Taking care of Henry, Ted, and my house is good, but I know that this insular existence is not what God has in mind for me.  He wants me to reach out and be kind, be friends with people unlike me.

And that is where it stops for me – the knowing, but not the doing.  I am fortunate to live in a diverse neighborhood, a neighborhood we chose because we could get to know people who live much differently than we do.  But here we are, 6 months later, and we’ve only met the affluent couple who own their house (they are very nice).  I don’t know anyone in either of the apartment complexes across the street.  Now, you might say, “Give yourself a break!  You just had a baby.  You’ve been adjusting.”  Well, I am still adjusting and will always be adjusting, so I don’t think that is a good excuse any more.

I just don’t know where to start.

For a while, I searched online to find places where I can use my gifts conveniently with the plus one of a baby.  But after reading Jessica’s blog, I’ve realized that I need to cultivate a life of “interruptibility.”  A life made vulnerable to new relationships and the needs of those people, not something I was necessarily planning to give.

Yet, I sometimes hope I can join a very organized, very regimented effort to help others.  Something that can be done on the first Saturday of the month that doesn’t require much of my time or cause me any heartache.  Something that still keeps me separate from others, safe in my little world where my biggest concern is laundry.  Something that doesn’t require me to involve my heart in the lives of others.  I like things planned and organized, something to make me feel like I’m doing something to help others.  And I think that’s the problem.  I don’t really want to help the poor.  I want to feel like I am.

Believe me, I was very disturbed to learn that this is the truth.  But it is. True.  My desire to help the poor is about me and not them.  It is about “should do” and not “want to do.”  It is about pride and not love.

So, how do I make it about love?

For me, making a relationship with someone, being kind to them, being their friend and allowing them to be mine is probably the best way to make it not about me.  But then, my introverted little self thinks, “I can’t just go talk to someone and introduce myself into their lives.” And I hear a whisper from God, saying, “Exactly.  You can’t do that, but I can.”

I’m still afraid and have no plan.  But maybe that’s exactly as it should be.

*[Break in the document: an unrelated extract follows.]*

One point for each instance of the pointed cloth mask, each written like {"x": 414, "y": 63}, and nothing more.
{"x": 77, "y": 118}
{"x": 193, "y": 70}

List # 4 Sunday Morning Rituals

  1. Waking up to the early alarm and deciding, in bed, will it be early or late service?
  2. Listening to my Fave Church Music playlist
  3. Dancing to my favorite song of the bunch, “Christ is Risen,” by Matt Maher
  4. Both of us asking each other if we’ve written the check for that week’s contribution (it takes both of us to remember)
  5. Barely getting out of the house on time
  6. Listening to the Peter Gunn theme on our way to church in the car
  7. One of us exclaiming, “We’re on a mission from God” in an awful Chicago/Dan Akroyd accent
  8. Listening to “Soul Man”
  9. Then “She Caught the Katy”
  10. Thinking about when one of our future children rides to church with another family after a sleepover and asks, “Why don’t you guys listen to Peter Gunn on the way to church?”
  11. Walking to the very front, even though we’re always at least 5 minutes late, cause that’s just how we roll.